BAT is typically seen around the neck and traps. If cold showers are scary wearing an ice pack around the neck is thought to be a good way to activate BAT. The White adipose tissue is the typical fat we think of as being no bueno.

Energy & Sleep

It’s the ass crack of dawn and you have to make it to the studio for your early am pumping iron session. Of course, you have to do your hair and makeup so you look presentable at the gym. Certain mornings your brain isn’t firing on all cylinders (as the illustrious April W puts it) and you hop in the shower before it’s had a chance to warm up. Before you realize your grave mistake, you get a cold shock down your spine and you feel like you just had 3 shots of espresso. The cold shock you feel is the body’s’ response to this cold stress. The fight or flight part of your nervous system is activated, adrenaline is released, blood starts pumping, and there can be an increase in heart rate3. Your body detected a rapid decrease in temperature, perceived this as a stress to maintaining core temperature, and acted accordingly to make sure you’re prepped to run away to a warm spot if needed.

This can be a beneficial “biohack” if say you’re doing a certain cleanse where you’re not allowed to have coffee or you’re just dragging ass and want to wake up. There can be a further benefit to repeatedly manipulating the nervous system. If they body always maximally activated the sympathetic nervous system whenever you were exposed to cold, there could eventually be some adrenal issues down the line.
As a result, eventually, the body will shift into activating more of the parasympathetic or rest and digest system when exposed to cold3 (potentially to avoid adrenal fatigue). This can be immensely beneficial before bed if you’ve had a long day and your mind is restless. If you combined cold exposure with some deep breathing hippy dippy meditation crap before bed, the body will be shifted to a very parasympathetic state.
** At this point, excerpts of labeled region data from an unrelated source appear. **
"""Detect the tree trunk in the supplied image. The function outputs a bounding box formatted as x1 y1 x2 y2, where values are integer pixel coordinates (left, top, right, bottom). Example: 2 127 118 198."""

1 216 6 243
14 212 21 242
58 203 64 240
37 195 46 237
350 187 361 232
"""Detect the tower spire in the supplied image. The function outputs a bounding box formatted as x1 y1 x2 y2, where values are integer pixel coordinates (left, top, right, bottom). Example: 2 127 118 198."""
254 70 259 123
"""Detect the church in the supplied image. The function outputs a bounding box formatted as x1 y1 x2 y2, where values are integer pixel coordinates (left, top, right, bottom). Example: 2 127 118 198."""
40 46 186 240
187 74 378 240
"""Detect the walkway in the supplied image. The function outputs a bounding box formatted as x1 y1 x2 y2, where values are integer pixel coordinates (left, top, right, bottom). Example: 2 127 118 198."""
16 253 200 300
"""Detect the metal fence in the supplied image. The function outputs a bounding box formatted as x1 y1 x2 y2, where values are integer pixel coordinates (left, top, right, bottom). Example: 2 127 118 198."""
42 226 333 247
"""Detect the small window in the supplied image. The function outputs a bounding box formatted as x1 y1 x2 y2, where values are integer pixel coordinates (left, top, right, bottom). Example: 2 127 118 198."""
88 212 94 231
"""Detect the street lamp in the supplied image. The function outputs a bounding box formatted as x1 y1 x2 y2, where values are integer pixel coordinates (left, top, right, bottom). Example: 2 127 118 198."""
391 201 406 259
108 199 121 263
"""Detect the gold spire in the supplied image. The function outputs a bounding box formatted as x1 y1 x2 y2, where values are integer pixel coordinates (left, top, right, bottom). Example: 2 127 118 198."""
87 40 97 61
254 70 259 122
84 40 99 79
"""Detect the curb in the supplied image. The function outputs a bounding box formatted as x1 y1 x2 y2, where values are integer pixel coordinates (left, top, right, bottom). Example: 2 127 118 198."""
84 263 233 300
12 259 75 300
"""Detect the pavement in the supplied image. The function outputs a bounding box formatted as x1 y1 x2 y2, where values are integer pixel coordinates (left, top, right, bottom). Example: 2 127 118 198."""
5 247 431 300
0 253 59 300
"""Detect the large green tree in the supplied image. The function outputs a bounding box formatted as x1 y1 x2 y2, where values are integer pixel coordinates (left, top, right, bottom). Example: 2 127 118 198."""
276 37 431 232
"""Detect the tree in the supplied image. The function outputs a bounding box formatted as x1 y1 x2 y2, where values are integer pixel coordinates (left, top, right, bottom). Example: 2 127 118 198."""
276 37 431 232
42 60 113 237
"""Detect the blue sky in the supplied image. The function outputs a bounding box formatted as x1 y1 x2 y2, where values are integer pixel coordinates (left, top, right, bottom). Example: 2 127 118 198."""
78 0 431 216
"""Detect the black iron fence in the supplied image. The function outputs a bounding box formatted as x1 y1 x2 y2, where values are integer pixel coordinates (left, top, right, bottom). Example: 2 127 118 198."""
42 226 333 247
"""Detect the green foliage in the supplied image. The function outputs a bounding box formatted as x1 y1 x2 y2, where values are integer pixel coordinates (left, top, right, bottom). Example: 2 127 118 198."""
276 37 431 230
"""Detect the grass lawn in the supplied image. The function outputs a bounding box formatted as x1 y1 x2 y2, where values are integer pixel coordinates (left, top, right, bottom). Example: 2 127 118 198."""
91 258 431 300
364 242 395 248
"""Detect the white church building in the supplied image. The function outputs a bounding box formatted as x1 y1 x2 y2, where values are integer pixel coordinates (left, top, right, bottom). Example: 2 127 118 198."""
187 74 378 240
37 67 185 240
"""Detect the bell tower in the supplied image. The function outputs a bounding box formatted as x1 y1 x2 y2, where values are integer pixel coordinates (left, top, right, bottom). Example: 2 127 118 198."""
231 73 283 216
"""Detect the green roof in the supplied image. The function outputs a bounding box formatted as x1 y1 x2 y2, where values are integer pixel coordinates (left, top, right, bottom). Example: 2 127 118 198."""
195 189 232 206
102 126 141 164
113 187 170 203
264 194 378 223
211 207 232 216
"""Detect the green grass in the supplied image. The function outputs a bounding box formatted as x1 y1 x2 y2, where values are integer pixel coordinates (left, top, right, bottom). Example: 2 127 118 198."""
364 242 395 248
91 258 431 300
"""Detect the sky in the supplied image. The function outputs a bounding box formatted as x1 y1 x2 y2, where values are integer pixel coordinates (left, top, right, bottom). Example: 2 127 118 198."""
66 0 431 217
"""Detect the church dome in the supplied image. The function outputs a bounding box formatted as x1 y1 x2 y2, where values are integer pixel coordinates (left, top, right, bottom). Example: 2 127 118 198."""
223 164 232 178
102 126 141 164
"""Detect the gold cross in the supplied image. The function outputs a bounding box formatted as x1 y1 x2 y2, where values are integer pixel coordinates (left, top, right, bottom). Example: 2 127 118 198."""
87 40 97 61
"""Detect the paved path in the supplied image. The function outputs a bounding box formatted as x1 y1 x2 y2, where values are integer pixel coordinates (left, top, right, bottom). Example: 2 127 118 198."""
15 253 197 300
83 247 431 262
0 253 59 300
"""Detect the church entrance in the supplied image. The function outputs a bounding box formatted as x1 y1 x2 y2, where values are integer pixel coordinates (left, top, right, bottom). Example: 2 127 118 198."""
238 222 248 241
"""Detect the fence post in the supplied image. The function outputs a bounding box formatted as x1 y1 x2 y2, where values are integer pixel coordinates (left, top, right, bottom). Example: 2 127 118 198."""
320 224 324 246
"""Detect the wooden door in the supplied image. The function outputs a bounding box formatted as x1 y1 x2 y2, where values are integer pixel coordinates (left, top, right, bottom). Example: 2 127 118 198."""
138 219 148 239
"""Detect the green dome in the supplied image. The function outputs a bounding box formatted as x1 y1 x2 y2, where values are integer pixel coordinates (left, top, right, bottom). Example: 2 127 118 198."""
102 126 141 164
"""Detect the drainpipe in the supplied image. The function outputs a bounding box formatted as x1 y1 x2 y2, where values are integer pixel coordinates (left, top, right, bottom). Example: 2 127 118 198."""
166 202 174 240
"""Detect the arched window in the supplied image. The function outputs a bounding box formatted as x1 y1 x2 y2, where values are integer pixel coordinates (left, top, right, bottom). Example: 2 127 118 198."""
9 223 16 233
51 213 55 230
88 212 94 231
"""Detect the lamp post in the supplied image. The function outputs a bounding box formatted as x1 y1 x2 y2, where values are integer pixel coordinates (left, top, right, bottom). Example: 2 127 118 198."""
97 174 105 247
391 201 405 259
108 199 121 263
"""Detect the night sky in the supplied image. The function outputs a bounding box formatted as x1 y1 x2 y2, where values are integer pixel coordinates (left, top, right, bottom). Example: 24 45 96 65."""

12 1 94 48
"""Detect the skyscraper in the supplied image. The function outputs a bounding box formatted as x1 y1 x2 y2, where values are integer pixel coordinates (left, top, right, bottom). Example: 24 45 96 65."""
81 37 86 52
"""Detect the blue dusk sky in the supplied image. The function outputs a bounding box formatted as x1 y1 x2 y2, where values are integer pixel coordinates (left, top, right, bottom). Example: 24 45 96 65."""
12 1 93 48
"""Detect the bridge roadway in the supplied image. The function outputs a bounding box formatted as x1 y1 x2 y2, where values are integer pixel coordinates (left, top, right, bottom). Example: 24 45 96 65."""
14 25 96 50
In basic terms, calming mind-body practices combined with brief cold exposure can make you restful. Use ice and extra cold temperatures in the morning to wake up and a cool shower in the evening to get you ready for bed.

You can find a shower bucket, fill it with ice, and take an ice cold shower in the morning to wake up, or if that sounds scary you could fill it up and pour it on your significant other while they’re showering if you need revenge.

  1. Ziemann, Ewa, et al. “Whole-Body Cryostimulation as an Effective Method of Reducing Low-Grade Inflammation in Obese Men.” The Journal of Physiological Sciences, vol. 63, no. 5, July 2013, pp. 333–343., doi:10.1007/s12576-013-0269-4.
  2. Ouellet, Véronique, et al. “Brown Adipose Tissue Oxidative Metabolism Contributes to Energy Expenditure during Acute Cold Exposure in Humans.” Journal of Clinical Investigation, vol. 122, no. 2, Jan. 2012, pp. 545–552., doi:10.1172/jci60433.
Mäkinen, Tiina M., et al. “Autonomic Nervous Function During Whole-Body Cold Exposure Before and After Cold Acclimation.” Aviation, Space, and Environmental Medicine, vol. 79, no. 9, Jan. 2008, pp. 875–882., doi:10.3357/asem.2235.2008.